1 October 2010 Memorial of St. Therese of the Child Jesus
Job 38: 1,12-21; 40:3-5; Psalm 139; Luke 10, 13-16
Let me take the homily today from the first reading because Job is my favorite character. The first reading is what we call the first part of three Yahweh speeches: it is a response of God to Job’s “accusation” that the world has no plan, direction or providence in the world. Why was this Job’s “accusation” of God? Let’s back track.
In the Prologue (Job 1:1 – 2:13), we hear about a story in heaven. Satan challenges God’s claim that Job will remain faithful to Him. Satan replies that he will definitely be loyal to Him because He gave Job everything he needs: a beautiful family and a secured life with property. Definitely, he will remain loyal to the hand that feeds him. But God stands His ground and challenges Satan to take all that Job has. So the wager in heaven begins, and the just Job is despoiled of everything.
In the succeeding parts, Job bitterly laments his lot. And three friends arrive to console and at the same time defend God. The underlying question is universal to all of us: Why do innocent and good people suffer tremendous pain and tragedy? Job struggles to understand God’s justice in the midst of his broken experience.
In the midst of this broken experience, Job’s view of the world is obscured by his own personal experience of injustice and tragedy. Just as his inner self is in chaos, so he interprets the world as without order, plan or direction.
So God responds for the first time to Job’s query. The first step is to bring Job outside of his “little world” and see the bigger picture. So Yahweh speaks out of the storm. In the Old Testament, God appears in strong storm terminology (Exodus 19, 17-20; Psalm 18:7-17). So Job is led by God to experience the mystery of the cosmos from its beginning. Job sees the primordial chaos which was brought to order by God, like a parent who is able to discipline a difficult child. And then Job sees that even the chaos within creation like the snow, hail, wind, and rain are all being “controlled by God” and managed by Him.

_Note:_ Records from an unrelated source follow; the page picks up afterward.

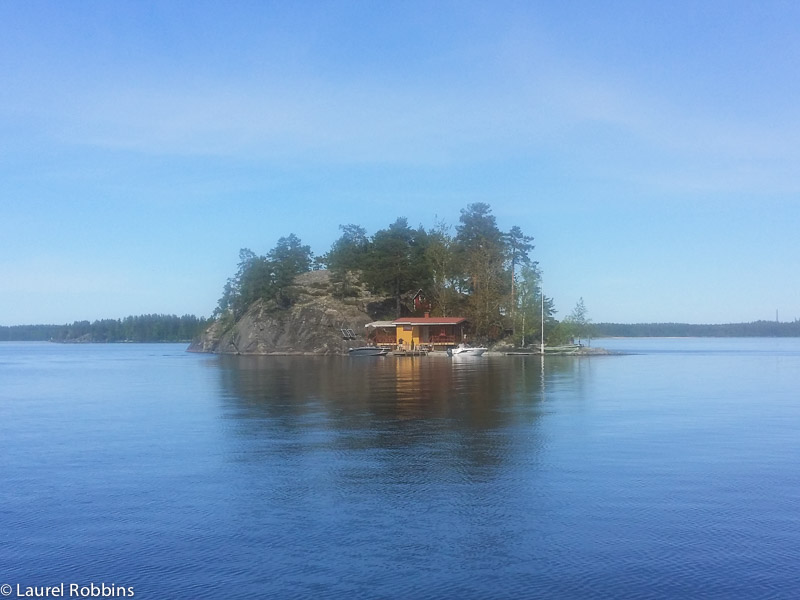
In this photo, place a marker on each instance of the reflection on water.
(450, 409)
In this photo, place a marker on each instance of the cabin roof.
(429, 321)
(380, 324)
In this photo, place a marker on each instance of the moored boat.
(464, 350)
(367, 351)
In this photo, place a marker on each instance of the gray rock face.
(312, 325)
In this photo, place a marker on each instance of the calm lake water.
(671, 472)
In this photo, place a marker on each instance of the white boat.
(464, 350)
(368, 351)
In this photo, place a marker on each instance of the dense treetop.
(142, 328)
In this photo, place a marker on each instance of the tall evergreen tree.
(482, 256)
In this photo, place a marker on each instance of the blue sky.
(651, 148)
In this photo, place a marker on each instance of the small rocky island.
(312, 325)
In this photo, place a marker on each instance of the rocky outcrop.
(312, 325)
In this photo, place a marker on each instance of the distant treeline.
(142, 328)
(754, 329)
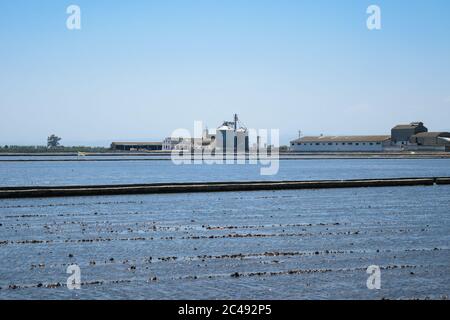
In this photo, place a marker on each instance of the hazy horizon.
(139, 70)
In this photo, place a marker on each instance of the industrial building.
(431, 140)
(404, 137)
(232, 136)
(401, 134)
(136, 146)
(340, 143)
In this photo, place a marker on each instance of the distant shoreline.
(158, 155)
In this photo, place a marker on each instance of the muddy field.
(308, 244)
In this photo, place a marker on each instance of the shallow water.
(123, 172)
(295, 244)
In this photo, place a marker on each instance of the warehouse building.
(340, 143)
(431, 140)
(136, 146)
(402, 133)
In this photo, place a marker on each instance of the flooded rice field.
(81, 172)
(295, 244)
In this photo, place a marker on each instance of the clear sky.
(137, 70)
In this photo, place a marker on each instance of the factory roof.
(432, 134)
(137, 143)
(409, 126)
(343, 139)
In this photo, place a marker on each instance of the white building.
(232, 137)
(170, 143)
(340, 143)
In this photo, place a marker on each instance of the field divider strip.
(161, 188)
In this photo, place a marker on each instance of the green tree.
(53, 141)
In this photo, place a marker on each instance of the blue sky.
(137, 70)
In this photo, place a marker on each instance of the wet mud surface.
(294, 244)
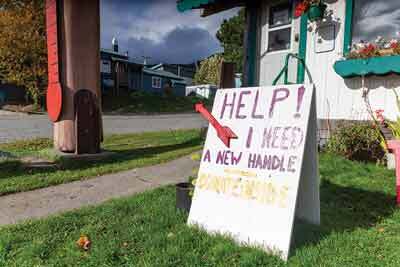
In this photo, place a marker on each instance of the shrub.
(359, 142)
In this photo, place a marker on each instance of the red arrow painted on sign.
(223, 132)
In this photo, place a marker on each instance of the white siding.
(337, 98)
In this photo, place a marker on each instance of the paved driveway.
(21, 126)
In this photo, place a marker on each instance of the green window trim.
(302, 49)
(252, 46)
(348, 27)
(371, 66)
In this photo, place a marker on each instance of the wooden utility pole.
(79, 62)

Thus God’s concern is larger than Job’s humanity-centered preoccupation.
And thus Yahweh disproves Job’s claim. In fact, God now has shown Who is in charge of the natural cosmos, order, structure and regular operation; He will not revert creation to chaos. Centuries later, Albert Einstein discovers this architecture from the formulas that already govern nature since the beginning.
And thus, Job’s response was awe and wonder. All he can do was a deferential gesture. He has been caught up into the mystery of God and the universe. It is a stance acknowledging one’s “smallness” to God’s immensity.
Chaos is also experienced within our selves. It is experienced as disorder, confusion and personal turmoils, whether identified or not. Sickness and any form of death is an experience of disintegration. What has been whole, as health, is now being threatened. In the larger context, we experience lawlessness, anarchy and war. And in the midst of this, we are like Job who cry out in despair; accusing God that there is no plan or direction to the world.
But when we experience God in some awesome way, we are brought to a reverential silence and respect. Despite questions, as the suffering of the innocent, find no concrete answer, we begin to trust the Lord who is larger than our lives. We trust that the Lord has a resolution to our dissonance.
However, we discover in the process of asking and proceeding with our lives in spite of our unanswered questions is a response of God outside of our expectation. Instead of a reply to the “whys” of our lives, He responds, “Me too. I suffered. I was crucified. I too died from the hands of the people I love. I too asked that question.”
In other words, what satisfies us in the midst of turmoil and death is not an argument or an explanation. But someone who empathizes with us: when someone’s heart speaks to our heart; when our heart finds the heart of God; but more appropriately, when God’s heart find ours.